Perseverance, the most advanced astrobiology laboratory ever sent to outer space, streaked through the Martian atmosphere and landed safely on the floor of a vast crater, its first stop on a search for traces of ancient microbial life on the Red Planet. The robotic vehicle sailed through space for nearly seven months, covering 293 million miles before piercing the Martian atmosphere at 12,000 miles per hour to begin its descent to the planet’s surface.
In an astonishing development never seen before, Mars rover Perseverance sent early images exposing its picture-perfect landing including a selfie of the six-wheeled vehicle dangling just above the surface of the Red Planet moments before touchdown. The colour photograph, likely to become an instant classic among memorable images from the history of spaceflight, was snapped by a camera mounted on the rocket-powered sky crane descent-stage just above the rover as the car-sized space vehicle was being lowered on to Martian soil.
The picture, looking down on the rover, shows the entire vehicle suspended from three cables unspooled from the sky crane, along with an umbilical communications cord. Swirls of dust kicked up by the crane’s rocket thrusters are also visible. Seconds later, the rover was gently planted on its wheels, its tethers were severed and the sky crane – its job completed – flew off to crash a safe distance away, though not before photos and other data collected during the descent were transmitted to the rover for safekeeping.

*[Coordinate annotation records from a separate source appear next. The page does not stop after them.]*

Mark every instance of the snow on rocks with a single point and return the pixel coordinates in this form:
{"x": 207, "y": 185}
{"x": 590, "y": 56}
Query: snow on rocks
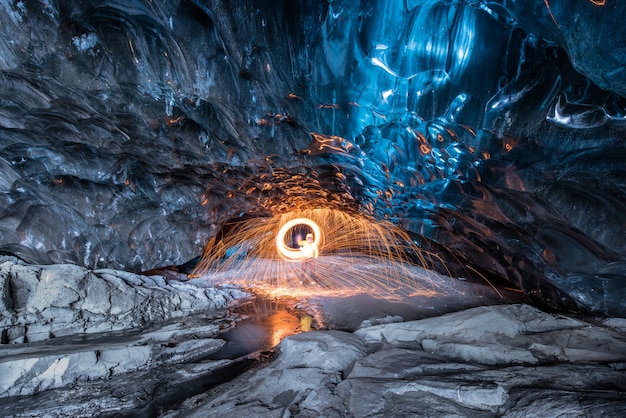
{"x": 42, "y": 302}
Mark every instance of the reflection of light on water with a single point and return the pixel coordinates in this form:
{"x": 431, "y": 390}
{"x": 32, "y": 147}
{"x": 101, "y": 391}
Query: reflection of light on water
{"x": 356, "y": 255}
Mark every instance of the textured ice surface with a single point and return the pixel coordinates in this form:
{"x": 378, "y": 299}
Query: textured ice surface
{"x": 491, "y": 130}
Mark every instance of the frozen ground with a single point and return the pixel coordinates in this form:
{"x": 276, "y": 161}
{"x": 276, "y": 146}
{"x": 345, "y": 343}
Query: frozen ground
{"x": 80, "y": 342}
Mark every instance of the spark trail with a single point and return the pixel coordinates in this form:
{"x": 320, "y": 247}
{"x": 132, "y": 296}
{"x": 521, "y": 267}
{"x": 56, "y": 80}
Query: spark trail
{"x": 347, "y": 253}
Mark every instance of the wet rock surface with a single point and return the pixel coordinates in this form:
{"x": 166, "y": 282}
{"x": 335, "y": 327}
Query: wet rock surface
{"x": 196, "y": 358}
{"x": 509, "y": 360}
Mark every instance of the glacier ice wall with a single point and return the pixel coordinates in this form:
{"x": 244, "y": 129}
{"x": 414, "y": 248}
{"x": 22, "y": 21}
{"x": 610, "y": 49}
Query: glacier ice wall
{"x": 491, "y": 130}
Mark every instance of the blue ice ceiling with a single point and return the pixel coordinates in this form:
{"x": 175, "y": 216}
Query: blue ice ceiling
{"x": 491, "y": 130}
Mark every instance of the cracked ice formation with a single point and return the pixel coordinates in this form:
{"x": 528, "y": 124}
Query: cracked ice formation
{"x": 491, "y": 130}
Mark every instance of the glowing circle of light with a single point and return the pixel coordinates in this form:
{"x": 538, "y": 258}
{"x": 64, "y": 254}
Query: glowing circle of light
{"x": 300, "y": 254}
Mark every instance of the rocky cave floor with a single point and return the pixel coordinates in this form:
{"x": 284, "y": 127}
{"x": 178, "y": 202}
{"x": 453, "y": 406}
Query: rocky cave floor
{"x": 78, "y": 342}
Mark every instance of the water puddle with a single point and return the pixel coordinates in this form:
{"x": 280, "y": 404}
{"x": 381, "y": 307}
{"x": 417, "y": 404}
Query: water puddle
{"x": 263, "y": 325}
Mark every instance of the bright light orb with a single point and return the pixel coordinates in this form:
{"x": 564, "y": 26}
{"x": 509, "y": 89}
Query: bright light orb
{"x": 300, "y": 254}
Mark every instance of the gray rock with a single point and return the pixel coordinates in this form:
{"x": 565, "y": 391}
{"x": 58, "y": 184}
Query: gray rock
{"x": 42, "y": 302}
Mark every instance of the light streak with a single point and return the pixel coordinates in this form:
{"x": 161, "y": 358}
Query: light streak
{"x": 352, "y": 253}
{"x": 308, "y": 250}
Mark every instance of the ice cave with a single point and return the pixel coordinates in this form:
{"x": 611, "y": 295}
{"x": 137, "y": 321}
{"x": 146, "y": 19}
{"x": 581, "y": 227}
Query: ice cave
{"x": 303, "y": 208}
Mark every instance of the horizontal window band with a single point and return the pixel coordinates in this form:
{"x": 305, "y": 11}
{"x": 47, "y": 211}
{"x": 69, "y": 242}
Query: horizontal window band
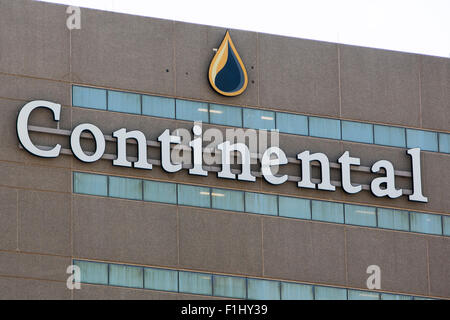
{"x": 275, "y": 205}
{"x": 215, "y": 284}
{"x": 315, "y": 126}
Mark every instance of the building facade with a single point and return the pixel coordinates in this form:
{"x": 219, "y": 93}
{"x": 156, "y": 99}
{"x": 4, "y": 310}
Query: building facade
{"x": 137, "y": 233}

The image of the dangling science lab, striking for its clarity and sense of motion, marks the first such close-up photo of a spacecraft landing on Mars, or any planet beyond Earth.
Justifiably, the image is ranked iconic and is in the league of the shot of Apollo 11 astronaut Buzz Aldrin standing on the moon in 1969 or the Voyager 1 probe’s images of Saturn in 1980. The image was taken at the very end of the so-called seven-minutes-of-terror descent sequence that brought Perseverance from the top of Mars’ atmosphere, traveling at 12,000 miles per hour, to a gentle touchdown on the floor of a vast basin called the Jezero Crater. Next week, NASA hopes to present more photos and video – some possibly with audio – taken by all six cameras affixed to the descending spacecraft, showing more of the sky crane maneuvers, as well as the supersonic parachute deployment that preceded it.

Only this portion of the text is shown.